Multi‐satellite autonomous orbit determination by game‐theoretic optimization in space service volume

Global navigation satellite systems (GNSSs) are increasingly used for multi‐satellite missions in space service volume (SSV). However, the performance of GNSS‐based autonomous orbit determination (AOD) for SSV users is severely constrained by limited measurement accuracy and signal availability. Relative measurement and orbital dynamic models can be used to improve the AOD performance when the estimator is prone to divergence due to the cross‐correlation of the distributed formation network. In this paper, a sequential game‐theoretic (SGT) optimization algorithm is proposed to deal with cross‐correlation issues when fusing the GNSS and relative measurements for dynamic AOD in the SSV field. A four geostationary Earth orbit satellite mission is simulated as the case study for the AOD performance analysis. The conventional sequential covariance intersection (SCI) is also presented for comparison purposes.

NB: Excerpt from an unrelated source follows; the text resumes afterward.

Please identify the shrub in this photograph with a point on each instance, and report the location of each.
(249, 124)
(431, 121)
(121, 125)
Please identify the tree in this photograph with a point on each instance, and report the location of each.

The simulation results show that with the combination of GNSS and relative measurements with 10 m and 0.1 m precision, the SGT‐based AOD can achieve about 1.9 m three‐dimensional positioning accuracy, which is 80% better than in the GNSS‐only case. It is also demonstrated that the SGT‐based AOD is superior to the SCI‐based AOD by 50% in the fusion of GNSS and relative measurements in the range of 1–10 m and with 0.1–0.001 m accuracy.